Black Elk execs depart, start new firm

HOUSTON – The man who founded and led Black Elk Energy, a Houston firm battered by a fatal 2012 explosion at one of its Gulf of Mexico production platforms, quietly left the company weeks ago to try his hand at pumping oil on dry land.

Former Black Elk CEO John Hoffman said in an interview with Fuelfix on Thursday that he and several other Black Elk executives departed  to start a new company, P3 Petroleum. They’re leaving at a time when Black Elk is in the midst of civil lawsuits and a Department of Justice investigation into one of the Gulf’s deadliest disasters.

Hoffman and his colleagues left Black Elk soon after the Houston company’s sale last month of Gulf assets to Renaissance Offshore, a $149.2 million deal that Hoffman said is the most recent in a string of transactions that have pared down Black Elk by 80 percent over the past year as it pays off debt in the wake of the explosion two years ago that killed three welders and injured others on its West Delta 32 production platform in the Gulf.

“When you sell off 80 percent of your assets, you’re at a crossroads,” Hoffman said. “Many of us decided to step out into onshore.”

Hoffman’s business plan is to buy and refurbish low-return oil-producing assets in a new area for the former Black Elk management team — onshore U.S. conventional plays left behind in the  rush for shale reservoirs in Texas, North Dakota and Pennsylvania. The firm would also look for deals in state waters in the Gulf of Mexico and in unconventional plays, Hoffman said.

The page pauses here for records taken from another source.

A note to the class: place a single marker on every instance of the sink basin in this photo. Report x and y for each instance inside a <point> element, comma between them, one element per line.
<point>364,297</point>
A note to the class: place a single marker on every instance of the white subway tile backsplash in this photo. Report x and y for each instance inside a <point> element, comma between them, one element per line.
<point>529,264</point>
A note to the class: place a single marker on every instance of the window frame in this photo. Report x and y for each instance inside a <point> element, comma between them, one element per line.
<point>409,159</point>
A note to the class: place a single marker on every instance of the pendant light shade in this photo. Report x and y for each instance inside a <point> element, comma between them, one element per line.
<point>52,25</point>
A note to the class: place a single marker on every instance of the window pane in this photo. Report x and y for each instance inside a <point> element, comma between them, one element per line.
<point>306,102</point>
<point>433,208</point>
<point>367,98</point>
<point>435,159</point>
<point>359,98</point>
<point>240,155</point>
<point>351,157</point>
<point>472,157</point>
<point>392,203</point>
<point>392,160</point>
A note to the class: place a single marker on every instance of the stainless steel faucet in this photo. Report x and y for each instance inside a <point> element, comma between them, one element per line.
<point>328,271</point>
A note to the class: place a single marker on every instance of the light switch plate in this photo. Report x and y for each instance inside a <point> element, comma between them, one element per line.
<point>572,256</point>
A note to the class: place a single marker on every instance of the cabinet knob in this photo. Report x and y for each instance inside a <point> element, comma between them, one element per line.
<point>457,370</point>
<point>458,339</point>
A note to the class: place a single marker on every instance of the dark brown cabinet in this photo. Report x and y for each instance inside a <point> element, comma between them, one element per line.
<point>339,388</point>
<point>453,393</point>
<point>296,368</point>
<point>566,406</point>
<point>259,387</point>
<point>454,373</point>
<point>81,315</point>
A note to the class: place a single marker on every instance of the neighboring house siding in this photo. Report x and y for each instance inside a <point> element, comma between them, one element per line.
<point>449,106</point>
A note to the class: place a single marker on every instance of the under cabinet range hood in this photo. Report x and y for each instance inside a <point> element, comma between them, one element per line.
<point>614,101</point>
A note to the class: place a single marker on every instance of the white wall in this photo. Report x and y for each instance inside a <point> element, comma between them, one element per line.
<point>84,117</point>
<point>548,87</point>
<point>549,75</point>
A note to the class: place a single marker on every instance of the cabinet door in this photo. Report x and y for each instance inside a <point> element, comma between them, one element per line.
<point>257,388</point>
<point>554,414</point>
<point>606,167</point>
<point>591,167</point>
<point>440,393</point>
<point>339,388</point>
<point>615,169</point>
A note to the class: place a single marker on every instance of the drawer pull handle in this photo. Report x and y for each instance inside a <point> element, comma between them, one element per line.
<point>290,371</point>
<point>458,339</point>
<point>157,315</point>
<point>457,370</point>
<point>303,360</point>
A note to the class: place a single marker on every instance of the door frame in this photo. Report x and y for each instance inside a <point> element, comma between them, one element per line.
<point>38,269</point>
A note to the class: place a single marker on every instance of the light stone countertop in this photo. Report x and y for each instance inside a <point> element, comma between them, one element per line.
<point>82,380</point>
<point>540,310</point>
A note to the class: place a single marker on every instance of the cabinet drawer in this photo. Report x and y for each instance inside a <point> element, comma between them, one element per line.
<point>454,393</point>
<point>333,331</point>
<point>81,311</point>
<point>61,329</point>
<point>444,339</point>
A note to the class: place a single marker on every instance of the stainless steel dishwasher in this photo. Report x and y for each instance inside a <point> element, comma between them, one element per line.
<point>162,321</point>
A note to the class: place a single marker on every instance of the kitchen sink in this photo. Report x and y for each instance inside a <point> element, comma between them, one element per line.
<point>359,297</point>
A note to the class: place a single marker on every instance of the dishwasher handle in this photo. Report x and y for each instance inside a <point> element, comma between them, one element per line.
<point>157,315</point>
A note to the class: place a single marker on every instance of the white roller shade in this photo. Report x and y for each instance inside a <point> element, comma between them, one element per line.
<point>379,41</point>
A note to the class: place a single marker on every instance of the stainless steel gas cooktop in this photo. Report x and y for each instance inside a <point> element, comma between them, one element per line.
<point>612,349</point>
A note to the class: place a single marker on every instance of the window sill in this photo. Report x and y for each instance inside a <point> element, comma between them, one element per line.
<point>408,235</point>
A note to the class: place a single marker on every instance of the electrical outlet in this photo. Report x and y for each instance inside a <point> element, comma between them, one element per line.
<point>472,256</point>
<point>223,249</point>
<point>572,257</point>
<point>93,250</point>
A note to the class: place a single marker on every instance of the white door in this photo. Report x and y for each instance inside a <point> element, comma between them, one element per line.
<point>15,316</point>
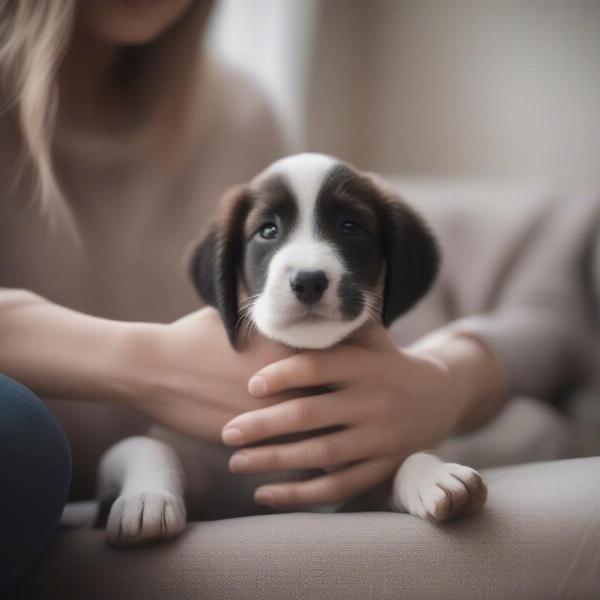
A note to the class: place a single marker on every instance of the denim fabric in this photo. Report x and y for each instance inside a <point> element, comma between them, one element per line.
<point>35,473</point>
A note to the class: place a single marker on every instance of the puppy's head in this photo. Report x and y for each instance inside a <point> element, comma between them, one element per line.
<point>310,250</point>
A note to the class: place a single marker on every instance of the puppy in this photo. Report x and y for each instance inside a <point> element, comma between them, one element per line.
<point>308,252</point>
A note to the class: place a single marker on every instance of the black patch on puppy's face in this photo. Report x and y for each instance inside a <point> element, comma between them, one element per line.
<point>344,218</point>
<point>273,204</point>
<point>369,227</point>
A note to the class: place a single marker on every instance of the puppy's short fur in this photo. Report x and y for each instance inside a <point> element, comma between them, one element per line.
<point>307,252</point>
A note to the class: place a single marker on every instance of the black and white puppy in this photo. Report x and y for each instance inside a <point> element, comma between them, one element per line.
<point>307,252</point>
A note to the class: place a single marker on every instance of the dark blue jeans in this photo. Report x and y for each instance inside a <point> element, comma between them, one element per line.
<point>35,474</point>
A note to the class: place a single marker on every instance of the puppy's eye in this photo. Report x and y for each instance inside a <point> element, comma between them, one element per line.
<point>268,231</point>
<point>350,228</point>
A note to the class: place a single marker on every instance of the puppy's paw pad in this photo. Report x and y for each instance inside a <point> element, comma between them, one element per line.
<point>450,491</point>
<point>145,517</point>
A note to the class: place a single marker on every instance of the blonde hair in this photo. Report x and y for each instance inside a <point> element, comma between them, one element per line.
<point>33,38</point>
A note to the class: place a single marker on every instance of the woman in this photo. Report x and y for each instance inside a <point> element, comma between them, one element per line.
<point>131,134</point>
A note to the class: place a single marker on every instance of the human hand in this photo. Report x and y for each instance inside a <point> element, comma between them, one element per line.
<point>389,404</point>
<point>187,376</point>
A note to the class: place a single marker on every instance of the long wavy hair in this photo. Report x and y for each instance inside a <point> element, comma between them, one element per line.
<point>33,38</point>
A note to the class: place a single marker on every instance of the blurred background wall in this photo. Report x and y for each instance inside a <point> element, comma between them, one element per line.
<point>502,89</point>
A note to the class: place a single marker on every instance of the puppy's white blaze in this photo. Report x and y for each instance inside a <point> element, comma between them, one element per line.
<point>278,313</point>
<point>305,174</point>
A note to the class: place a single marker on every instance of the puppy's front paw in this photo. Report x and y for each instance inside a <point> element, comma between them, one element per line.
<point>448,491</point>
<point>144,517</point>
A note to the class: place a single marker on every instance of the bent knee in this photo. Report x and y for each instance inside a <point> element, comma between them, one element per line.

“We’re a specialist in non-core assets,” Hoffman said, adding P3 will buy and sell undeveloped assets that bigger companies likely wouldn’t invest in but that could move the needle for smaller firms. “We play an important role in the U.S. energy market. It’s really important for developing all of America’s resources.”

Black Elk’s future is up to its new management and its financial backers, Hoffman said, but he added the company at the time he left it was producing 3,000 to 4,000 barrels of oil equivalent a day and had sufficient cash.

In an interview, Black Elk’s new president and CEO Jeff Shulse, who had served as chief financial officer before Hoffman and the others departed, declined to give details about the state of the company, but said he will give investors an update in regulatory filings and a conference call later this month.

“We wish John the best in his next endeavor,” Shulse said. “There is a path forward for Black Elk Energy.”

In an audio recording posted to its website on Aug. 20, Shulse said costs are down and cash flow has increased as the company “continues to focus on deleveraging” and paying vendors.

“Liquidity remains a short-term challenge, but we are confident we can continue to manage the timing of capital expenditures and plugging and abandonment projects,” Shulse said.

Last year, federal investigators concluded that on Nov. 16, 2012, workers aboard Black Elk’s platform failed to purge pipelines on oil tanks of flammable vapors before contractors began welding to attach a flange onto the piping — what the industry calls “hot work.”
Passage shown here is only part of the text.